Aber muss das denn immer politisch sein? Muss Rap das überhaupt? Das ist vielleicht eine Betrachtungsfrage. Sayes sieht sich als „Diskursrapper“. Das klingt nach einer ganzen Menge Mäkelei und erhobenem Zeigefinger. Heißt das noch mehr Moralkeule? Nicht wirklich – denn das Motiv ist gut gestaltet und ausdefiniert. Man kann Parolen gegen Diesen und Jenen schreien, oder aber sein eigenes Leben und/oder Situationen abbilden und so von einer Position des „Selbst“ erzählen, die Folgeschlüsse mit sich bringt und somit viel Ungesagtes doch irgendwie klarmacht. Die zweite Möglichkeit setzt sich bei Sayes primär durch.

Und genau das macht auch viele seiner Tracks interessant. Situationen und Erlebnisse werden ausgearbeitet und vielschichtig präsentiert. Dadurch wird der Punkt „Komplexität“ einer Situation sowohl persönlich nähergebracht und aufgezeigt, als auch thematisch vertieft. So entsteht ein schlüssiger Punkt: Politik ist immer. Es zeigt sich aber auch, dass das Gesamte nur mit anderen Menschen zu bewältigen, zu ertragen und zu ändern ist.

Videoausschnitt aus dem Video „Lächeln“ (Foto: Lars Kaiser)

Der Output von Sayes ist besonders im Hinblick auf die letzten Monate beachtlich. Erschien 2019 noch sein Album „Tausendsassa“, so begann mit dem Jahreswechsel zu 2021 eine Anreihung von Videoreleases. Ein „Neues Jahr“ brachte somit den Startschuss, um mit „Schrägen Vögeln“ hinter „Gardinensilhouetten“ das „Handwerk“ „Lächeln(d)“ zu zelebrieren und herauszufinden: „Menschen sind ihhh“.

Am 06.07. 2021 erschien nun „Leerzeichen“, ein Track aus der Ära von „Tausendsassa“. Viel Zeit und Mühe flossen hier hinein. Konzept, Planung, Szenen, Darsteller – mit starker Teamleistung realisierten Sayes, Lars Kaiser (lachslove, videolachs) und BRKN1 eine Geschichte über die freien Räume und die leeren Räume.
Zu sehen ist das Ganze hier .

Bleibt abschließend zu sagen: Tracks, Features, Live-Gigs, soziale Arbeit, politisches Engagement – der Begriff „Tausendsassa“ trifft wohl selten so zu, wie bei Sayes.
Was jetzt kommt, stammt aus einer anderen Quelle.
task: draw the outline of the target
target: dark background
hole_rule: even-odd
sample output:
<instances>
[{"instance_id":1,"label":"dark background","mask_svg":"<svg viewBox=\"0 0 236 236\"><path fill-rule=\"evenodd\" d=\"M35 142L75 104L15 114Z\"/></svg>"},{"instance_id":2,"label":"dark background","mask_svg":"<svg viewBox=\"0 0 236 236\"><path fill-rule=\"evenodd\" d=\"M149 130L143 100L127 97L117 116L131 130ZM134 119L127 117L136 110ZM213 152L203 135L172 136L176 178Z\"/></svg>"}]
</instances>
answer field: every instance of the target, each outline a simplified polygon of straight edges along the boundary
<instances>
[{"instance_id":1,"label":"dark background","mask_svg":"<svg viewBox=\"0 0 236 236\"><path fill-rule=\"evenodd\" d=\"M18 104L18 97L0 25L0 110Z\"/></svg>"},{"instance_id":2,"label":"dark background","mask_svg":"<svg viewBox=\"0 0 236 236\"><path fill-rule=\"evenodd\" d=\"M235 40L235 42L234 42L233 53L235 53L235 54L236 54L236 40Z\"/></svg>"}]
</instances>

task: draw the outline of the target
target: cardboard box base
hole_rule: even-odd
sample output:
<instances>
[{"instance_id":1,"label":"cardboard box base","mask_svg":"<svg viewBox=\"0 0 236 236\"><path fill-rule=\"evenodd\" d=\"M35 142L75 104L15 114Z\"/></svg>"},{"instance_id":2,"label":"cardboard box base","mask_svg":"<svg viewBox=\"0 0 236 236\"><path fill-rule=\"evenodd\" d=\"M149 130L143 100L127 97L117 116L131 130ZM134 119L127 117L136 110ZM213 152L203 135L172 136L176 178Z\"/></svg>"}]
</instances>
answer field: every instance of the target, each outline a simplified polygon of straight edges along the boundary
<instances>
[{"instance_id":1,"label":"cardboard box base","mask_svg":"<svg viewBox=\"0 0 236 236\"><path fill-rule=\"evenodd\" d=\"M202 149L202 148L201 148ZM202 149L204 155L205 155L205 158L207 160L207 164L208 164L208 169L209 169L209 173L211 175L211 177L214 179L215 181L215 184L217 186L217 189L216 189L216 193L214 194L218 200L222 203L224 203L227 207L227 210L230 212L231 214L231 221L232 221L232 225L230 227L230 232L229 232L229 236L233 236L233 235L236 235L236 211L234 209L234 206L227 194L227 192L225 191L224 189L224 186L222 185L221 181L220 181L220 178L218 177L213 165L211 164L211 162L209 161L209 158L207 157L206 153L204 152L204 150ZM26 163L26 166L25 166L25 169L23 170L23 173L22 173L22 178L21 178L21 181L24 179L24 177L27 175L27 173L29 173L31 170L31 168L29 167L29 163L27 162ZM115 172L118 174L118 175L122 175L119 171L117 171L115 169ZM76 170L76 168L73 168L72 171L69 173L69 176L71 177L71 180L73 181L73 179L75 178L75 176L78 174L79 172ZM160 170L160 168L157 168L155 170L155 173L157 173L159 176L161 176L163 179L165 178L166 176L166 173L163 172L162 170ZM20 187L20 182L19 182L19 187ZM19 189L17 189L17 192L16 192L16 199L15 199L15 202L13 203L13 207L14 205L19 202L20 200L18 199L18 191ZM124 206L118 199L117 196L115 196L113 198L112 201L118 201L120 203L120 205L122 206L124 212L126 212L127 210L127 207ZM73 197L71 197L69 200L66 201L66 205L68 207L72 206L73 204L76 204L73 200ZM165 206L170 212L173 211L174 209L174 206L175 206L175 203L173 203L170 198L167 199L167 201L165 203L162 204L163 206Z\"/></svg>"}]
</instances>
Vielleicht ist das auch Charme und Zielgruppe zugleich: Alltagsstruggle, Konflikte im Selbst, atemlos sein und sich doch schwer eine Pause verzeihen. Wer diesen Vibe kennt, wird sich aufgefangen fühlen. Großes Manko: keine Tracks mit Namen trendiger Alkohol- oder Medikamentenarten auf Standartbeats.

Aber im Ernst: leichte Kost bietet sich hier nicht immer. Sicherlich lassen sich Tracks auch einfach mal für den Beat feiern – doch um den Wert von Sayes‘ Musik zu finden, wird man nicht um die Anstrengung herumkommen, sich mit seinen eigenen Gedanken zu konfrontieren und sich vielleicht sogar dabei ertappen, das eigene Verhalten zu überdenken. Hat man auf sowas keinen Bock, wird es auch schwer zu erzwingen sein. Ist man aber interessiert und entschlossen genug, kann man hier das Gefühl wiederfinden, dass man noch aus dem eigenen Kinder-/Jugendzimmer kennt – das Gefühl, dass das Lied da wirklich mit mir spricht.